When I finally picked up Colson Whitehead’s book, it came with some pretty serious expectations on my part. I haven’t read all of Whitehead’s works but what I’ve read I’ve enjoyed. I’ve read and listened to interviews with him and admired his way with words. So I figured I would like this book. But as high as my expectations were, they weren’t high enough.
Whitehead’s novel is the story of Cora, a young woman born into slavery on a Georgia plantation. Whitehead’s descriptions of the slavery that Cora experiences are both harrowing and universal to the institution that existed in this nation for nearly 300 years.

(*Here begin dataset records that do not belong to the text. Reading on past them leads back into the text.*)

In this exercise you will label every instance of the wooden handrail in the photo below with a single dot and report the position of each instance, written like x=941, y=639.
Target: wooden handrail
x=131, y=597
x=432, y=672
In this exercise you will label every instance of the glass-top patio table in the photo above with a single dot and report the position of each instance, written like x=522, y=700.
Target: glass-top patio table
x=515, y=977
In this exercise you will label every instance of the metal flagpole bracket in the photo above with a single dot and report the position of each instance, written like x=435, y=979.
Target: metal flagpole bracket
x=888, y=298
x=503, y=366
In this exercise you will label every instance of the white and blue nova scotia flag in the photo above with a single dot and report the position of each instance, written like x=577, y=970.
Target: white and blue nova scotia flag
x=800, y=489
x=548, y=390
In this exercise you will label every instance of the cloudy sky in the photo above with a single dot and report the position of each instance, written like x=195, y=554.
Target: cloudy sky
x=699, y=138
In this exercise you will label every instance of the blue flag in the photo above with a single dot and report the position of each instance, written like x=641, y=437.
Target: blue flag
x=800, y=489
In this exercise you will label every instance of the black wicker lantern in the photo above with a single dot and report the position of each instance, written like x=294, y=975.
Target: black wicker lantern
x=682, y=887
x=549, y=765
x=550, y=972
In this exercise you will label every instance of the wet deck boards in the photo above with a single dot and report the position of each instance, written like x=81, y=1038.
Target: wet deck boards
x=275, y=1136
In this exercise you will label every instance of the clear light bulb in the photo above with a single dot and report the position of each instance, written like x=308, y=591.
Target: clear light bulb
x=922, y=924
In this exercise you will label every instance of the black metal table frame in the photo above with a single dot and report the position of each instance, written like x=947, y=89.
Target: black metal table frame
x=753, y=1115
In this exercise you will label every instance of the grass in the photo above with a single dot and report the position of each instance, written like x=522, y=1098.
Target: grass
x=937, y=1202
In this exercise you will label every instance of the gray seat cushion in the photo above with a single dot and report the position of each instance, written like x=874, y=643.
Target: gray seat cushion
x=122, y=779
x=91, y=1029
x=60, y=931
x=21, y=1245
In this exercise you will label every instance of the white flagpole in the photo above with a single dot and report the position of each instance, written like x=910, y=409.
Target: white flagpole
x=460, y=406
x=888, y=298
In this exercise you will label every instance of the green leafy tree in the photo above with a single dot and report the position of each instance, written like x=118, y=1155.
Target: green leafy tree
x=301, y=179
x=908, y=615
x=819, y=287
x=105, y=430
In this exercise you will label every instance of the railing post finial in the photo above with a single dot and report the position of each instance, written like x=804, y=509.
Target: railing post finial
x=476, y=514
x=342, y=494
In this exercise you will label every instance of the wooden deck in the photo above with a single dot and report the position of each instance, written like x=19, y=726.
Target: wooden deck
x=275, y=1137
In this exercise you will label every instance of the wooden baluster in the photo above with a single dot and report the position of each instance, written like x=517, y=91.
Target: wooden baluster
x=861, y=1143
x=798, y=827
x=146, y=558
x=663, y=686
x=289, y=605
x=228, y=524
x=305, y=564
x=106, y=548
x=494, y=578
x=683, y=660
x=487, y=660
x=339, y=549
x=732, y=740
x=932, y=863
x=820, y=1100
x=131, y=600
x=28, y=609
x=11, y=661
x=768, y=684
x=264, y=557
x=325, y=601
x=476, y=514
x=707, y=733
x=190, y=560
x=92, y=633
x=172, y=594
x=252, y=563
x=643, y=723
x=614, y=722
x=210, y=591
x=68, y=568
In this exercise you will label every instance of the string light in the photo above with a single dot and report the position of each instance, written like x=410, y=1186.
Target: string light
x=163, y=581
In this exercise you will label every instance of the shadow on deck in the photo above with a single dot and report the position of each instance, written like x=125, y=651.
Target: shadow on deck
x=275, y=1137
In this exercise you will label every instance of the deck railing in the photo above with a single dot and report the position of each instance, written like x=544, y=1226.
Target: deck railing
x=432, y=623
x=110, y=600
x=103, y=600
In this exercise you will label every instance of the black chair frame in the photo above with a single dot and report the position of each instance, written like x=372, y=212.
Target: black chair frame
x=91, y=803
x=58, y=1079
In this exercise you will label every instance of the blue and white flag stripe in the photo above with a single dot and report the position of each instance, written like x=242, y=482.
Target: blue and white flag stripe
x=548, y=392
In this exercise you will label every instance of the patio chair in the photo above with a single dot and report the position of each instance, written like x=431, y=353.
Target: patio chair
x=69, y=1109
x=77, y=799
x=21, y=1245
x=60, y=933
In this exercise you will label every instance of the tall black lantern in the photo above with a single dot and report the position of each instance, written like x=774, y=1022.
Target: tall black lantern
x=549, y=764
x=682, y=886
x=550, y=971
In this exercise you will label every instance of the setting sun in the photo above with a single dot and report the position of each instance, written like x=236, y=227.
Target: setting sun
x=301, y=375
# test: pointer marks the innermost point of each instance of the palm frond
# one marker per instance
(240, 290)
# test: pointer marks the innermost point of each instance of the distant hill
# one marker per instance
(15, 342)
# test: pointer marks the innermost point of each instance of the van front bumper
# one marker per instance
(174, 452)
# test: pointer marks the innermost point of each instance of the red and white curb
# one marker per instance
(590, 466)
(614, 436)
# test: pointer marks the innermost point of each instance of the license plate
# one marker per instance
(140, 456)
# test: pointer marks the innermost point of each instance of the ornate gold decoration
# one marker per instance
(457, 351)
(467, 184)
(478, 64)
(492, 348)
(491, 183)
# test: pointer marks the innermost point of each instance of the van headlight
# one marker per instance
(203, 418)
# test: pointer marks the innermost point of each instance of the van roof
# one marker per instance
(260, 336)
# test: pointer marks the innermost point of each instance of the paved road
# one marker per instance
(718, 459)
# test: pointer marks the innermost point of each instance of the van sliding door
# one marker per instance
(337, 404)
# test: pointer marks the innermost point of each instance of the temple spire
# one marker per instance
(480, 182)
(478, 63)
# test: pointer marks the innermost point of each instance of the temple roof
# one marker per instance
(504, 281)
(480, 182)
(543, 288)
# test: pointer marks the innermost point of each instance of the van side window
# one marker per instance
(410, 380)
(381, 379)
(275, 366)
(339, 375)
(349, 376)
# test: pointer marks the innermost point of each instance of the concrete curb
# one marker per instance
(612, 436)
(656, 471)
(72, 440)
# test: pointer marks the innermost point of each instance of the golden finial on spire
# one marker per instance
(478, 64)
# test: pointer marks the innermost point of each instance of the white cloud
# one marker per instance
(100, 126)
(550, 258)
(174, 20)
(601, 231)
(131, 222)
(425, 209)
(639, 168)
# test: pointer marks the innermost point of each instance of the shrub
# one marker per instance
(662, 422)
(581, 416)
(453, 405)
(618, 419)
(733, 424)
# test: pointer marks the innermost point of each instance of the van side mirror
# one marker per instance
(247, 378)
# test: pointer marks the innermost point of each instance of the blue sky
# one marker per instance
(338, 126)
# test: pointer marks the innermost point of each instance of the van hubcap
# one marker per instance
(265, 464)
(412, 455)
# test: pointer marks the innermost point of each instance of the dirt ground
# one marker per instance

They bear witness to already well-known historical descriptions of America’s peculiar institution and also manage to be fresh, as we witness life from Cora’s point of view. She is resilient and fragile all at once and when she finally makes her escape, I breathed a sigh of relief.
I shouldn’t have.
Whitehead’s imagined escape route is a literal railroad built underground with well-meaning conductors but nevertheless imbued with all the fear and anxiety of descriptions of the “real” underground railroad. Cora’s flees into places in Whitehead’s imagination, where escaped slaves only briefly feel the safety that whites get to take for granted. Cora makes her way through Whitehead’s re-imagined South Carolina, North Carolina, Tennessee, and Indiana but never quite finds the comfortable freedom for which she has always longed.
As Cora moves toward a more secure freedom, she learns to read and finds both happiness and escape in the words she can decode. As the reader of her story, I found the same in Whitehead’s words. He writes splendidly and precisely, with vivid descriptions that will linger in my mind. Cora’s story is both individually hers and a universal imagination of the power of freedom in the life of an individual denied its most basic protections. It’s a novel well-worth the emotional energy it required.